Reflections of Me: I Talk To Myself. Continued
Sometimes I talk to myself. In this phenomena I am not alone, thankfully. Else I might think me mad.
Hmmm. I just might be mad anyway. Fortunately, I am not alone in this, either. Perhaps, better to say, UNfortunately I am not alone in this either. I am also nearing completion of my 75th year. 10 out of 10 Republicans, and 8 out of 10 Democrats, agree: I am too old not to be affected by dementia or Alzheimer's disease. Just ask them, they'll tell you. They're young, and still in the Know-It-All stage of development. Plus, they can neither read nor write nor spell nor use grammar properly. They can do a mean click-post emojis though.
Makes them perfectly capable of running a entire Nation, of course.
Anyway, I recently had this conversation with myself:
Self: What's happening, old dude?
Me: Eh, same old, same old. Hey, who woke you up?
Self: You did. You forget already?
Me: Forget what? And, was it important?
Self: Why you asking me? Weren't you there?
Me: Where? What were we talking about again?
Self: The price of tea in China.
Me: Why do we keep tea in china? Use the cheap cups! If it's in china, it's gonna be expensive!
Self: I give up.
Me: You can't give up if I don't give up!
Self: Fine. You give up first!
Me: I never give up. I gave up giving up.
Self: Isn't that giving up?
Me: Stop bothering me with these stupid questions! I give up!
Self: Too late. Missed your chance.
Me: Damn, story of my life. Okay, where was I?
Self: Right here.
Me: Good. I thought maybe I'd moved and forgot.
Self: What if you forgot first, then moved?
Me: Naw. I'd remember that!
Self: What about this election?
Me: What? Am I running? I can't be ; I'm barely moving!
Self: Well, you said you were, but nobody cared.
Me: Good. That means we are already in good hands with whoever is in charge.
Self: It's whomever, but that's not important.
Me: Then why did you say it?
Self: I didn't. You did.
Me: Fine. Okay, what office am I running for?
Self: President of the United States.
Me: Oh, no. Nope. I may be dumb, but I'm not that dumb. Only a fool would want that job. Or a mentally deranged wannabe dictator.
Self: Handy, that, since one of the people running is just that.
Me: Oh, is Trump running again?
Self: Yep. Either him or Putin. Can't tell them apart. In fact, can't tell them anything.
Me: Fine. I got nothing to tell them. Hell, I got nothing to tell me.
Self: Then, why are we talking?
Me: I don't know. Thought ya wanted to. I'm good.
Self: That's questionable.
Me: Was that a insult?
Self: Do you want it to be?
Me: Not really. Trying to think here, but us talking takes up all my remaining brain space.
Self: Space? I live in here, and it's completely filled with old, dusty file cabinets. There's no space left!
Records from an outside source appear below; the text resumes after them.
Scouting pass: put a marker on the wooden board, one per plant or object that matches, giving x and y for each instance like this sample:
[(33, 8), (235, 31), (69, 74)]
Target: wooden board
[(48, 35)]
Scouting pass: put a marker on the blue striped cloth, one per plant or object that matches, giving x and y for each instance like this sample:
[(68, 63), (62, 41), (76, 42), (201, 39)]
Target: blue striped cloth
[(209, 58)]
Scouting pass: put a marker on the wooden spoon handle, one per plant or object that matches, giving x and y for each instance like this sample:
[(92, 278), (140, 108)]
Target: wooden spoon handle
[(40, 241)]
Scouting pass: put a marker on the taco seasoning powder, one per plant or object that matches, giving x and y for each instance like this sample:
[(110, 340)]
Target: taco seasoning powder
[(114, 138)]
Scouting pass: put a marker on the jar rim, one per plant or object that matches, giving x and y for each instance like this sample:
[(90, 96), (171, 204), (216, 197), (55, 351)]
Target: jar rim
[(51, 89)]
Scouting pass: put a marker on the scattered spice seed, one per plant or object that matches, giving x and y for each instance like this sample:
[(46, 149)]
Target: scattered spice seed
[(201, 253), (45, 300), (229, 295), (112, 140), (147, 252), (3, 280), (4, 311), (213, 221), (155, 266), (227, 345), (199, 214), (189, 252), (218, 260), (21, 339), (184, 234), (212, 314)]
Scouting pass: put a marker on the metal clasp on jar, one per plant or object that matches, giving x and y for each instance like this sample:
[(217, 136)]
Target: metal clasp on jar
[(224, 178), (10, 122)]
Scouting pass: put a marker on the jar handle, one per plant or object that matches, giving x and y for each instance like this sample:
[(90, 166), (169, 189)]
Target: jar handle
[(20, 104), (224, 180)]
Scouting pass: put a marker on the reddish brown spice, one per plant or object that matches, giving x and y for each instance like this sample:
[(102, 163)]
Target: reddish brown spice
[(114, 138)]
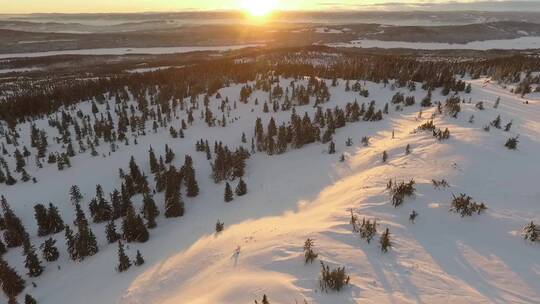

Me: Well, there might be important stuff in there! How I gonna know if you keep yapping?
Self: You telling me to shut up?
Me: Yes!!
Self: Fine. But if you start opening any of these, I'm gonna start sneezing, and you don't want that.
Me: Ah, well, probably a lot of useless crap about algebra and geography and isosceles triangles. Maybe I'll just do a massive brain dump.
Self: Wouldn't be the first time.
And thus that conversation ended. Well, not ended, but I need a nap. Milk & cookies later?